Just when you thought winter was over, forecasters are calling for a blanket of new snow in the mountains.
A storm moving south along the British Columbia coastline was expected to make landfall late Monday and carry with it enough cold air to drop snow at elevations above 3,500 to 4,000 feet through Tuesday.
The National Weather Service on Monday issued a winter storm watch for the mountains of northeast Washington and North Idaho.
Forecasters said 4 to 8 inches are possible between 4,000 and 5,000 feet in elevation, with up to 2 feet at the highest elevations of the Bitterroot Mountains.
In addition, forecasters issued a flood watch for small creeks and streams due to runoff from rain below 4,000 feet.
The Okanogan River may rise into flood stage again by this weekend. The Moyie River will remain high but stay within its banks.
As part of the flood watch, forecasters said that exposed slopes could be vulnerable to giving way, especially in areas burned by wildfires in recent years.
Precipitation will fall as rain at lower elevations.
A half inch of rain or more is possible in most areas with more likely near and in the mountains.
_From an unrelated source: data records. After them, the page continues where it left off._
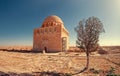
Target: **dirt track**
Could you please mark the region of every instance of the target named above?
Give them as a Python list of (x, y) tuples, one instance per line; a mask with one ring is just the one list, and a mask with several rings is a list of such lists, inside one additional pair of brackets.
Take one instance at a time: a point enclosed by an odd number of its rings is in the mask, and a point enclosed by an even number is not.
[[(42, 71), (57, 71), (74, 73), (84, 68), (86, 57), (82, 54), (63, 53), (20, 53), (0, 51), (0, 71), (14, 73), (32, 73)], [(117, 64), (116, 64), (117, 63)], [(115, 68), (115, 73), (120, 74), (120, 54), (91, 56), (90, 67), (107, 71)]]

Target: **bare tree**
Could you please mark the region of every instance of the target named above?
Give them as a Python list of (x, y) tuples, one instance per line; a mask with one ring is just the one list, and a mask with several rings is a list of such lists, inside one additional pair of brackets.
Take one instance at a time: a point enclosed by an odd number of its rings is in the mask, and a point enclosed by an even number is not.
[(96, 17), (89, 17), (86, 20), (81, 20), (79, 25), (75, 28), (77, 32), (77, 47), (86, 52), (87, 63), (83, 70), (88, 69), (89, 66), (89, 53), (98, 48), (98, 41), (100, 33), (104, 32), (103, 24)]

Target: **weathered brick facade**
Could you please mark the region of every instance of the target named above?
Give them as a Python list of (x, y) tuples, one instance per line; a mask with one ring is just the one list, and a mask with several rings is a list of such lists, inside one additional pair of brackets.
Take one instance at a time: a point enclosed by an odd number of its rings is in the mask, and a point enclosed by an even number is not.
[(57, 52), (68, 50), (69, 32), (62, 20), (55, 15), (48, 16), (41, 27), (34, 29), (34, 51)]

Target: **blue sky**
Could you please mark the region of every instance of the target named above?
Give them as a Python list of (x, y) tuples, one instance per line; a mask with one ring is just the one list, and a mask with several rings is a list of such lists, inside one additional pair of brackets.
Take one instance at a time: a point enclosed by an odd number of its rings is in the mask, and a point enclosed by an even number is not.
[(0, 0), (0, 45), (33, 45), (33, 29), (49, 15), (59, 16), (75, 45), (74, 28), (98, 17), (105, 28), (100, 45), (120, 45), (120, 0)]

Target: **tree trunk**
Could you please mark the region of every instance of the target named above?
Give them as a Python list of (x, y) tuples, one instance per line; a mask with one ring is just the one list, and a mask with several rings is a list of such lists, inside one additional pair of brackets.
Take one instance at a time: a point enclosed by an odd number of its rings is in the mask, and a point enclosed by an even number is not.
[(89, 67), (89, 51), (86, 52), (86, 56), (87, 56), (87, 63), (86, 63), (86, 70)]

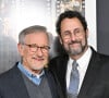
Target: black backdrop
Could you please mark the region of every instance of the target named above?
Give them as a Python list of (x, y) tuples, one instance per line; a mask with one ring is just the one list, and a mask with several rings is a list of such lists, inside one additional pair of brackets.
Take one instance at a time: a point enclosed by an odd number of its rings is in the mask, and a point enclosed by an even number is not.
[(109, 56), (109, 0), (97, 1), (97, 50)]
Forecasters are calling for 0.68 inches of rain in Spokane and 0.71 inches in Coeur d’Alene. Some areas could see as much as 1.25 inches of precipitation.
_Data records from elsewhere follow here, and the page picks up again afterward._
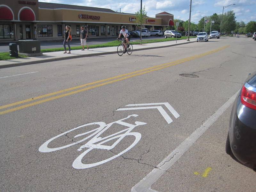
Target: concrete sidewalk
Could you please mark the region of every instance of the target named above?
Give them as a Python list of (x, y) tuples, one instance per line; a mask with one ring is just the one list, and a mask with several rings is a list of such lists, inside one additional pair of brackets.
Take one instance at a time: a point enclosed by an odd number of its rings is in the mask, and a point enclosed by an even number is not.
[[(195, 42), (196, 41), (196, 39), (193, 38), (190, 39), (190, 41), (187, 41), (187, 40), (185, 39), (178, 40), (177, 41), (177, 44), (176, 41), (172, 41), (143, 44), (141, 45), (133, 45), (133, 51), (134, 52), (147, 49), (163, 48), (186, 44)], [(132, 44), (132, 42), (131, 42)], [(113, 53), (116, 53), (117, 54), (117, 47), (112, 47), (97, 48), (90, 49), (88, 50), (85, 50), (84, 51), (81, 51), (81, 50), (71, 50), (71, 53), (70, 54), (63, 54), (64, 51), (49, 52), (44, 53), (43, 55), (41, 56), (1, 60), (0, 61), (0, 68), (84, 57), (90, 57)]]

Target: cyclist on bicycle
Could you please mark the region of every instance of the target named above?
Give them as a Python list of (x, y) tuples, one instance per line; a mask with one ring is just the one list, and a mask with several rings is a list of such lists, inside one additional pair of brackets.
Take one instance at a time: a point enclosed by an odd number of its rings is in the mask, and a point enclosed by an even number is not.
[[(127, 44), (127, 47), (129, 47), (129, 44), (130, 43), (130, 40), (131, 37), (130, 36), (130, 34), (128, 32), (128, 30), (125, 29), (125, 26), (122, 26), (121, 27), (122, 29), (120, 31), (120, 33), (119, 34), (119, 36), (117, 38), (117, 39), (120, 38), (121, 35), (123, 34), (125, 40), (126, 40), (126, 43)], [(124, 53), (125, 53), (126, 52), (126, 46), (125, 45), (124, 45)]]

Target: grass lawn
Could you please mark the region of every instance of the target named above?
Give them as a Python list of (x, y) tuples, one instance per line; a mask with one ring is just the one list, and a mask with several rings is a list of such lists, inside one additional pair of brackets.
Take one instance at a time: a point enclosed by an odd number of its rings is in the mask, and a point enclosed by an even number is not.
[(0, 53), (0, 60), (19, 59), (19, 58), (25, 58), (25, 57), (28, 57), (28, 56), (19, 55), (19, 57), (16, 58), (13, 57), (11, 57), (10, 56), (10, 53), (9, 52)]

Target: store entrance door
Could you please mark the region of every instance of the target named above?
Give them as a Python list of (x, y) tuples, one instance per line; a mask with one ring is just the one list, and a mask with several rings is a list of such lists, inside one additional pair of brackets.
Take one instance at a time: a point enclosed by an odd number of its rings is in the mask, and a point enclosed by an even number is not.
[(99, 26), (96, 26), (96, 36), (99, 36)]
[(31, 32), (30, 30), (30, 25), (26, 25), (26, 39), (31, 38)]
[(23, 39), (23, 28), (22, 25), (20, 25), (20, 38)]

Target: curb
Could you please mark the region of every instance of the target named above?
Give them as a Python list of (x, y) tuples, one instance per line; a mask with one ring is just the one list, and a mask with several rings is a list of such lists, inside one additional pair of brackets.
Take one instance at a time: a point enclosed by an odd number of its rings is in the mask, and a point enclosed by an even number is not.
[[(157, 47), (145, 47), (144, 48), (140, 48), (139, 49), (136, 49), (135, 50), (133, 50), (133, 51), (142, 51), (143, 50), (147, 50), (148, 49), (159, 49), (160, 48), (164, 48), (165, 47), (172, 47), (173, 46), (175, 46), (180, 45), (182, 45), (188, 43), (193, 43), (194, 42), (196, 42), (196, 41), (189, 41), (186, 42), (185, 43), (179, 43), (172, 45), (163, 45), (162, 46), (158, 46)], [(43, 59), (43, 60), (39, 60), (37, 61), (28, 61), (28, 62), (23, 62), (22, 63), (12, 63), (11, 64), (6, 64), (0, 65), (0, 68), (8, 68), (9, 67), (17, 67), (18, 66), (22, 66), (23, 65), (32, 65), (33, 64), (37, 64), (38, 63), (46, 63), (47, 62), (51, 62), (52, 61), (60, 61), (63, 60), (66, 60), (68, 59), (76, 59), (77, 58), (81, 58), (82, 57), (90, 57), (91, 56), (95, 56), (96, 55), (108, 55), (110, 54), (112, 54), (113, 53), (116, 53), (116, 52), (112, 51), (110, 52), (106, 52), (102, 53), (92, 53), (88, 54), (87, 55), (71, 55), (69, 57), (57, 57), (52, 59)]]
Thunderstorms are possible Tuesday afternoon.
The high temperature on Tuesday may only make it to 52, which is 14 degrees below normal for the middle of May.
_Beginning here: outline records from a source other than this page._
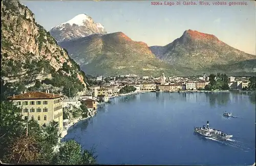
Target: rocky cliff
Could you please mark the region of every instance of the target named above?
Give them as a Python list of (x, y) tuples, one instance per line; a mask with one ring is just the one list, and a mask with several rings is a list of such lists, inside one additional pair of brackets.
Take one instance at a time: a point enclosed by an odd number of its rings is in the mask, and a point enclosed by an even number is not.
[(93, 34), (105, 34), (104, 27), (95, 23), (89, 16), (80, 14), (71, 20), (53, 27), (50, 30), (51, 35), (58, 42), (78, 39)]
[(47, 89), (74, 96), (86, 89), (84, 73), (28, 7), (2, 1), (1, 15), (1, 82), (9, 92)]

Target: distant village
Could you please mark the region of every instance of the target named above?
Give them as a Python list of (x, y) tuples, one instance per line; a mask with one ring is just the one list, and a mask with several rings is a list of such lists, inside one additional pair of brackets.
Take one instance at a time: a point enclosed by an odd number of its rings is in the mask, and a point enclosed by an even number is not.
[[(242, 90), (248, 87), (248, 77), (229, 77), (230, 89)], [(92, 98), (109, 98), (118, 95), (119, 90), (124, 86), (133, 86), (136, 88), (135, 92), (146, 91), (179, 91), (182, 90), (202, 90), (209, 83), (209, 77), (206, 74), (200, 77), (169, 77), (164, 74), (159, 77), (138, 77), (134, 75), (110, 77), (103, 78), (98, 76), (92, 79), (97, 85), (91, 86), (88, 93)], [(105, 99), (104, 100), (106, 100)]]

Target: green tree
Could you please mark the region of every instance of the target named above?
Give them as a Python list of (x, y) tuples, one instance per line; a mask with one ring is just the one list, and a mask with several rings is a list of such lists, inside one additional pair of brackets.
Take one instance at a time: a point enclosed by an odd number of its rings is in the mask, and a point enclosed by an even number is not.
[(39, 81), (38, 80), (36, 80), (35, 81), (34, 87), (36, 89), (38, 89), (40, 88), (40, 87), (41, 87), (41, 82), (40, 81)]
[(83, 151), (81, 146), (74, 140), (69, 140), (59, 148), (59, 152), (55, 156), (56, 164), (95, 164), (97, 156), (94, 152)]
[(22, 119), (22, 110), (9, 101), (1, 104), (0, 158), (3, 158), (9, 152), (8, 146), (14, 138), (21, 135), (25, 125)]

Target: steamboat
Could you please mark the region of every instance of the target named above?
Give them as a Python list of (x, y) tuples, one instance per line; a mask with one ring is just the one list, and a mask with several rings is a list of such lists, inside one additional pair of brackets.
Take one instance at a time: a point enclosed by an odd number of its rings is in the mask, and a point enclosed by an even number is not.
[(218, 140), (226, 140), (233, 136), (221, 131), (210, 128), (209, 121), (207, 122), (207, 126), (204, 125), (203, 127), (194, 127), (194, 131), (205, 137)]

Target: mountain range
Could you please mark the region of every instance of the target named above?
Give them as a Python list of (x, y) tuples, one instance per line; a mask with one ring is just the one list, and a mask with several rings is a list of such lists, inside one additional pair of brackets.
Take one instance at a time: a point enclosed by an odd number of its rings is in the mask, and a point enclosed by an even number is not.
[(96, 34), (105, 34), (106, 32), (101, 24), (94, 22), (92, 17), (86, 14), (80, 14), (52, 28), (50, 33), (58, 42), (61, 42)]
[[(70, 23), (61, 24), (69, 27), (68, 30), (58, 26), (50, 32), (90, 75), (158, 75), (162, 72), (185, 76), (212, 72), (250, 75), (256, 70), (255, 55), (236, 49), (211, 34), (188, 30), (166, 45), (148, 47), (121, 32), (107, 34), (95, 30), (92, 18), (90, 17), (90, 22), (87, 21), (89, 17), (78, 15), (66, 22)], [(71, 27), (75, 22), (77, 25)], [(84, 29), (90, 33), (82, 32)], [(69, 39), (63, 39), (64, 36), (69, 36), (66, 38)]]

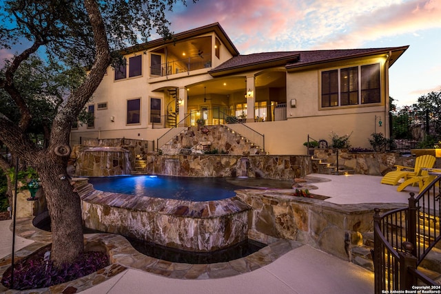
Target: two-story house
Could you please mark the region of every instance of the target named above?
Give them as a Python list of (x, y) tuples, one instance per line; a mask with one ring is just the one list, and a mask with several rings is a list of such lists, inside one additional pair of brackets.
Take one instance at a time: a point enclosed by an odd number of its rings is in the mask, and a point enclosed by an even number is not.
[(271, 154), (304, 154), (308, 135), (331, 132), (369, 147), (372, 133), (389, 136), (389, 68), (408, 47), (241, 55), (218, 23), (178, 33), (122, 52), (72, 141), (158, 142), (174, 127), (235, 123), (264, 134)]

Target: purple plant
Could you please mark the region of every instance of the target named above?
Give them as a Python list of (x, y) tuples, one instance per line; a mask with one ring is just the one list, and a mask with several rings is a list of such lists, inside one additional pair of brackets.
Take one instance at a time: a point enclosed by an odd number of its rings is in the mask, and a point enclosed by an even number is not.
[(16, 264), (14, 284), (11, 285), (11, 270), (3, 275), (1, 284), (10, 289), (27, 290), (45, 288), (90, 275), (109, 265), (109, 258), (103, 252), (85, 252), (73, 264), (58, 269), (50, 260), (44, 260), (44, 251)]

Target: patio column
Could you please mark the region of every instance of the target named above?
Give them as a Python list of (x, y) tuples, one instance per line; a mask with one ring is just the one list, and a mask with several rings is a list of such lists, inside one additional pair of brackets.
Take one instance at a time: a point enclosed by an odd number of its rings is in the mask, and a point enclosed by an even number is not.
[[(188, 91), (187, 91), (185, 87), (179, 87), (179, 96), (178, 96), (178, 97), (179, 98), (179, 118), (177, 123), (179, 123), (179, 121), (182, 120), (187, 115)], [(189, 125), (189, 123), (188, 123), (188, 125)], [(186, 121), (183, 121), (178, 125), (178, 127), (186, 126)]]
[(254, 87), (254, 75), (247, 76), (247, 123), (254, 122), (254, 101), (256, 91)]

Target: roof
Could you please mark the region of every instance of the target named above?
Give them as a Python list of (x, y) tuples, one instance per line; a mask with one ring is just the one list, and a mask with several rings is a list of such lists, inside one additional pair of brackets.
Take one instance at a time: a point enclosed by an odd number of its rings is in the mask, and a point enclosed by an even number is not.
[(389, 54), (389, 67), (404, 53), (409, 46), (367, 49), (343, 49), (312, 51), (289, 51), (255, 53), (238, 55), (210, 70), (212, 76), (220, 76), (234, 72), (270, 66), (283, 65), (287, 70), (316, 65), (332, 61)]
[(227, 35), (227, 33), (220, 26), (219, 23), (214, 23), (209, 25), (189, 30), (185, 32), (173, 34), (172, 39), (165, 39), (164, 38), (157, 39), (156, 40), (150, 41), (142, 44), (137, 44), (132, 47), (124, 49), (125, 54), (132, 53), (147, 49), (154, 48), (155, 47), (161, 46), (165, 44), (174, 43), (178, 41), (185, 40), (187, 39), (198, 36), (203, 34), (207, 34), (214, 32), (216, 36), (220, 39), (223, 45), (228, 49), (230, 53), (234, 56), (239, 55), (239, 51), (237, 50), (233, 42)]

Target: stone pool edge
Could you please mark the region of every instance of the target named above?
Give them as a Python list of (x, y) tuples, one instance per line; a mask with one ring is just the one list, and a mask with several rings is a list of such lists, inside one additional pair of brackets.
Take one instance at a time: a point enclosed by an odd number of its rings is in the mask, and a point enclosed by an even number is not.
[[(35, 241), (15, 252), (15, 258), (17, 261), (32, 254), (52, 242), (51, 233), (34, 227), (32, 218), (17, 219), (16, 233), (20, 237)], [(181, 280), (227, 277), (260, 269), (290, 251), (304, 246), (296, 241), (281, 240), (245, 258), (225, 262), (190, 264), (171, 262), (145, 255), (135, 250), (125, 237), (119, 235), (107, 233), (85, 234), (84, 238), (87, 243), (100, 243), (106, 247), (110, 261), (108, 266), (80, 279), (49, 288), (20, 291), (7, 289), (0, 284), (0, 291), (8, 293), (58, 294), (64, 293), (66, 289), (68, 289), (74, 291), (70, 293), (78, 293), (103, 282), (127, 269), (138, 269), (154, 275)], [(0, 259), (0, 278), (4, 271), (10, 266), (10, 255)]]

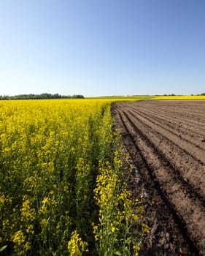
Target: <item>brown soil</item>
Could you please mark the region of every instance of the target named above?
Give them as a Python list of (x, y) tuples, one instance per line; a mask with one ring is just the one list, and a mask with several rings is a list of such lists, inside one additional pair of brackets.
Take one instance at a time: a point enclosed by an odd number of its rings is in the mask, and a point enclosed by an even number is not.
[(113, 105), (150, 233), (141, 255), (205, 255), (205, 102)]

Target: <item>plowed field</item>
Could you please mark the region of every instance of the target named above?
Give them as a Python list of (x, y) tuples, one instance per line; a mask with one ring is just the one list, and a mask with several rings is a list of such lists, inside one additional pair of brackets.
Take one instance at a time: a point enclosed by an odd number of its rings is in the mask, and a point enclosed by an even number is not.
[(142, 255), (205, 255), (205, 102), (118, 102), (112, 113), (150, 227)]

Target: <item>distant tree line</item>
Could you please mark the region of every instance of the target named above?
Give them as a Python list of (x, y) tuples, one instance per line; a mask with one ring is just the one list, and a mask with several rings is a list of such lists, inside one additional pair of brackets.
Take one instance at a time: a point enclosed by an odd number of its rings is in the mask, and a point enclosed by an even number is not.
[(20, 94), (15, 96), (0, 95), (0, 99), (84, 99), (83, 95), (60, 95), (58, 94)]

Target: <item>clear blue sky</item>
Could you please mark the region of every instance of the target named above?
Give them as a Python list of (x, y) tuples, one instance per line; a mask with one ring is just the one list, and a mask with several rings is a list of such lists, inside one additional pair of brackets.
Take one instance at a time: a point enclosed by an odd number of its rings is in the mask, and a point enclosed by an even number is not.
[(0, 95), (205, 92), (204, 0), (0, 0)]

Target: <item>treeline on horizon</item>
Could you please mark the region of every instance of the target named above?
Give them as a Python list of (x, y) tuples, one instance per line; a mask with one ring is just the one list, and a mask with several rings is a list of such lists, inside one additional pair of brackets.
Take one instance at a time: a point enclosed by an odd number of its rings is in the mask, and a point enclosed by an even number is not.
[(61, 95), (58, 94), (20, 94), (15, 96), (0, 95), (1, 99), (84, 99), (83, 95)]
The snowpack in the mountains of the region was at 110 to 151 percent of normal for mid-May as of Monday.
The weather should start to warm up again later this week, with a high of 69 expected by Friday.
The eight- to 14-day outlook for the region is calling for warmer and drier than normal weather heading into Memorial Day, the weather service said.
Lows should remain above freezing in lower elevations.